Posted October 6, 2013
Sit or lie in a quiet place on your own (if possible). Close your eyes, take five deep breaths. Take them in through your nose and then hold your breath for 4 seconds. Let the first four out with a sigh. The fifth breath you can let out slowly and very controlled and as you do so, say in your mind, ‘Relax!’ (This should take a couple of minutes) and as you breathe out, feel the tension floating away with the breath.
Now you are relaxed, put on a smile (even if you don’t feel like it) and repeat to yourself quietly in your mind (until 4 minutes are up): ‘I have done something well. I am a good person. I love myself.’ Try to feel the sentiment as you think it. – For the last minute just relax: and before you get started again, take one last deep breath and sigh: ‘This is a good reward. I have deserved it.’ Feel free to vary it to suit yourself. – I hope you have benefited from this short course on self-confidence. If you have benefited, perhaps you know others who could benefit from it as well. E-mail them right now with a link to the first post in the series.
I found this via Google. All week I’ve been lying on my back, breathing through my nose and saying: ‘Relax, I have done something well. This is a good reward. I am a good person: I love myself.’ And in between times I’ve been furiously e-mailing the link to everyone I know. You didn’t get an e-mail from me? No? Well, that must be because I didn’t get round to you until I looked up today’s Gospel passage (Luke 17: 5ff.) and found Jesus saying: ‘So you also, when you have done all that is commanded you, say, “We are unworthy servants; we have only done what was our duty.”‘ That’s when I stopped e-mailing.
Jesus seems to be saying: ‘Lie on your back, breathe through your nose, wipe the smile off your face and repeat to yourself: “I am an unworthy servant. I don’t deserve a reward.”‘ And no doubt, also: ‘Try to feel the sentiment as you think it.’ ‘Feel free to vary it to suit yourself.’
Was Jesus encouraging a low self-esteem in his disciples? He might seem to be doing so. He would certainly want to discourage the narcissism that has come to pervade virtually every aspect of our culture. On the other hand, Jesus elsewhere leaves us in no doubt that we are to think of ourselves as uniquely precious and loveable, like the lost sheep that God is thrilled to find at last, or that wayward son whose return the father is looking out for every moment of the day.
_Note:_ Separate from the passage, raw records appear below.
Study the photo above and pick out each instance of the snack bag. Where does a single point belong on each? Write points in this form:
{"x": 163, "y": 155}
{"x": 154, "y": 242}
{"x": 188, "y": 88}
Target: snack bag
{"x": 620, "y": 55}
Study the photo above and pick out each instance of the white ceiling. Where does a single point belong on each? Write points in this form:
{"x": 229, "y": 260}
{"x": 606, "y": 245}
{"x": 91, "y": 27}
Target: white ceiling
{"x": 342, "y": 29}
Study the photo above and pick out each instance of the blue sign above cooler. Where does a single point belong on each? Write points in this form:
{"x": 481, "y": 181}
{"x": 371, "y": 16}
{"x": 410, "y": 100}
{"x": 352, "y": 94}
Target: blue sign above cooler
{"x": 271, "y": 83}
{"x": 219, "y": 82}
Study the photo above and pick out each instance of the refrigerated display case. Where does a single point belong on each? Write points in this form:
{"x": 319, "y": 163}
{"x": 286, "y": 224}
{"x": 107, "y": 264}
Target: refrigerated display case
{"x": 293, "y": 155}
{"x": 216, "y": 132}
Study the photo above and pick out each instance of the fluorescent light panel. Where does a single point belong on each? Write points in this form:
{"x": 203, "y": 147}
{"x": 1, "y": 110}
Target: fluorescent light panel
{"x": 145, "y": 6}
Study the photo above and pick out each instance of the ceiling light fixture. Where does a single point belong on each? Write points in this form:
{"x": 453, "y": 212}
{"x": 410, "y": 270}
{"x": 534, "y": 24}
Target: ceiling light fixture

While it is true that the New Testament urges us to be aware of our sinfulness, its overwhelming message to us is that God has imparted to us the beauty and dignity of Jesus his beloved Son, so that he ‘sees and loves in us what he sees and loves in him’: or, as Pope St Gregory the Great put it: ‘O Christian, recognize your dignity, you who have become a partaker in the divine nature.’
So Jesus’ words in today’s Gospel (‘Say: “We are unworthy servants … we deserve no rewards”‘) are not meant to encourage in us a low self-esteem. I think they are meant rather to challenge certain wrong attitudes that religious people can sometimes have, which ultimately stem from a wrong understanding of what God is like and how we should relate to him.
I suppose we are all inclined to see God as the one who rewards us: and then to imagine that we have some credit with God, that he owes us something. As if religion were some kind of transaction. But God is not like that, even if the Bible does contain elements of that way of thinking. In fact, we relate to God as children relate to their parents, as spouses relate to each other. There is nothing transactional about it. A husband does not think that his wife owes him anything because he is a loving husband, except of course the love that they vowed to each other in the beginning.
In this parable Jesus is trying to get us to look away from ourselves – not to be preoccupied with our own achievements or even our own shortcomings, but to fix our gaze on him, our life at his disposal, not looking for a reward other than his very self.
There is another passage in St Luke’s Gospel which reminds me of today’s Gospel – reminds me of it, not because it is similar to it but because it seems to be saying the opposite. It is where Jesus says that when the Lord returns and finds his servants on the lookout for his return, he will put on his pinny, sit them at table and come and wait on them. That is what God is like. I don’t know why he does that; only that he does it: and nothing else matters.
So the message is: ‘Relax: breathe out slowly. Tell yourself: “Jesus has done something well. He is a good person. I love him.” (Though feel free to vary it to suit yourself.)’
And as soon as I find a link to that, I’ll be back on the e-mails to you straight away. Oh, but come to think of it, what better link is there to this surprising goodness of our Lord than the Eucharist that we are about to celebrate? Here we forget ourselves, and think only of Jesus and his overflowing love, and find in him all our confidence and self-esteem.